Hollis was an active citizen, a patriotic Englishman and styled himself as “a lover of liberty and citizen of the world”. By the 1750’s he began to focus his attention on a series of benefactions, described here in the ODNB:
“Convinced of the decadence of his own times but hopeful for the future, Hollis’s principal contribution to public service was the protection and advancement of English liberty by circulating appropriate books on government, for he argued that ‘if government goes right, all goes right’ (Robbins, ‘Library’, 8). From 1754 onwards he reprinted and distributed literature from the seventeenth-century republican canon, thus keeping the cause of parliamentary reform alive during a difficult period. Among the works were Toland’s Life of Milton, tracts by Marchmont Nedham, Henry Neville, and Philip Sidney, and John Locke’s Two Treatises of Government; they were elegantly bound to give them greater effect and tooled with libertarian ornaments such as the liberty cap and owl. He also designed and distributed medals based on Greek and Roman models and prints as part of his plan. Initially the tracts were directed towards libraries throughout Britain and continental Europe; later he turned his generosity to America.”
Hollis’s largest donations were to Harvard (several thousand volumes) and the City Library at Bern (421 volumes); among the other institutions he made donations to are the British Museum, Dr Williams’s library, the Bodleian Library and Milton’s college, Christ’s College, Cambridge and other libraries across Europe. Many of his books are found in other libraries in smaller quantities across the British Isles, but nearly all of the books are identifiable by their distinctive binding styles and Hollis’s inscriptions.

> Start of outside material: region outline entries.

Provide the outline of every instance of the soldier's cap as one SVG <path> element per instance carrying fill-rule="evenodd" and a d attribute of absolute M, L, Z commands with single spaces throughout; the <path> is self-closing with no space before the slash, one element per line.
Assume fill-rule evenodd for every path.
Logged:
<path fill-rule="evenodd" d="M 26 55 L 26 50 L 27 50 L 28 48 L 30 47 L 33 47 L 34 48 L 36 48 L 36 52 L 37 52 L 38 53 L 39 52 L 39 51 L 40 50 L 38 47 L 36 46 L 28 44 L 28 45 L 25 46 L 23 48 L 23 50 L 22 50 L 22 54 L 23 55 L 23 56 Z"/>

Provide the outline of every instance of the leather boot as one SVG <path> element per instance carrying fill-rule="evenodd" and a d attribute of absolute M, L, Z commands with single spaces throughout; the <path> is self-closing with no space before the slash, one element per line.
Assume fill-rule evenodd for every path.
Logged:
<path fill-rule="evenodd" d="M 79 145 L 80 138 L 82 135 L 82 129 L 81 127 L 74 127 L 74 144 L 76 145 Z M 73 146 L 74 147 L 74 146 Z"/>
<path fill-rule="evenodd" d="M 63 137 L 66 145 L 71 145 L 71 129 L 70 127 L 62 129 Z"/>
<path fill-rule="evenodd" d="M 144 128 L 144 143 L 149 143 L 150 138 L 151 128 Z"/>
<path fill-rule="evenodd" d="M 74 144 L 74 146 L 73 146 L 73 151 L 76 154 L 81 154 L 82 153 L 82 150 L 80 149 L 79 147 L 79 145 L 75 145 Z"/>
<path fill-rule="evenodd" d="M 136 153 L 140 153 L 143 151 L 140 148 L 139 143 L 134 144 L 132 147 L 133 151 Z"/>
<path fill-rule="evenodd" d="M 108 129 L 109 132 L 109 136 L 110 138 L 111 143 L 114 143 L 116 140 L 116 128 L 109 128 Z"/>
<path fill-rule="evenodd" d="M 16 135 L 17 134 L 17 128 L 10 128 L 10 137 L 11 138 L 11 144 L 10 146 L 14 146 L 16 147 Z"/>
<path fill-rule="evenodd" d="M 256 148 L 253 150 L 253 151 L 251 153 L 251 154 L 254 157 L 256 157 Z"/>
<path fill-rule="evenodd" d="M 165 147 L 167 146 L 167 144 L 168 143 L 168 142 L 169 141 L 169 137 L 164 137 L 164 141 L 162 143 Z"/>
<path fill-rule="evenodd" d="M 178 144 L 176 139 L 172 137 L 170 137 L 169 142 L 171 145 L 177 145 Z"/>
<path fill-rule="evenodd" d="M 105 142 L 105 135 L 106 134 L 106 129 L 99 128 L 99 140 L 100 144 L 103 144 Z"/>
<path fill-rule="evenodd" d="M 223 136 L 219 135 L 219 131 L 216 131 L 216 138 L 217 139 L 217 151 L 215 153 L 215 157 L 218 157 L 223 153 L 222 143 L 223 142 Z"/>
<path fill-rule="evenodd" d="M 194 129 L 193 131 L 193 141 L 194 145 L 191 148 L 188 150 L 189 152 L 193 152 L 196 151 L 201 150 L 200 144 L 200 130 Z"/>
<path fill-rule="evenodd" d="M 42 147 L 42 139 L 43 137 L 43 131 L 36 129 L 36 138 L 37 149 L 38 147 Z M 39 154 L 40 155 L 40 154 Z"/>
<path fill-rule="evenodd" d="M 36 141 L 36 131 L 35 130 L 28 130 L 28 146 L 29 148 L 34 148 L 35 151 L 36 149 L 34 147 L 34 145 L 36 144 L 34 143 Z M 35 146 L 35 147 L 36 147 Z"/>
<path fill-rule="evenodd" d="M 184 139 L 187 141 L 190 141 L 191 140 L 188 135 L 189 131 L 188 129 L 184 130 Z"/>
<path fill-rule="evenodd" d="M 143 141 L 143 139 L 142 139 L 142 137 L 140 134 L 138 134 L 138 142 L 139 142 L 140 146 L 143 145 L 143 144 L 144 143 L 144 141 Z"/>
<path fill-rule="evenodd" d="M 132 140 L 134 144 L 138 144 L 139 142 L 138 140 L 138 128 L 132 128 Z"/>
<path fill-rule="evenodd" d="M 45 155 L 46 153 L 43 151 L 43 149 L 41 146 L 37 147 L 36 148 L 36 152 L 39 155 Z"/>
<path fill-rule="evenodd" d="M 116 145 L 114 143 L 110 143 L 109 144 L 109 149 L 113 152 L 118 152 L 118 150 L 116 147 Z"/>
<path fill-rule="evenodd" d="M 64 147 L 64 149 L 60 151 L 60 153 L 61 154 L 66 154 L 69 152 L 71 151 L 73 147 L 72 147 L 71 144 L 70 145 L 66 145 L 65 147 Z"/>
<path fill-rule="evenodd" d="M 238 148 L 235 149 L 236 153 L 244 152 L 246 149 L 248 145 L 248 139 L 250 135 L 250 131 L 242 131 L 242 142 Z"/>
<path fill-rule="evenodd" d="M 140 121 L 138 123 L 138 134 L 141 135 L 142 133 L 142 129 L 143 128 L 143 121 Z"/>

Hollis first used Richard Montagu, a notable binder and bookseller of his time, as a binder to his works, of which St Andrews has one example (see image above). However, by 1758 he had changed to John Matthewman and equipped him with a set of 19 republican tools designed by Cipriani. These bindings are instantly recognizable by these tools and the bright red goatskin used (see image below).
The nine books that St Andrews has from Hollis’s series of donations now form the Hollis Collection, along with a few other reference works. They are a beautiful and tangible link to this era of benefaction and promotion of an English libertarian’s cause.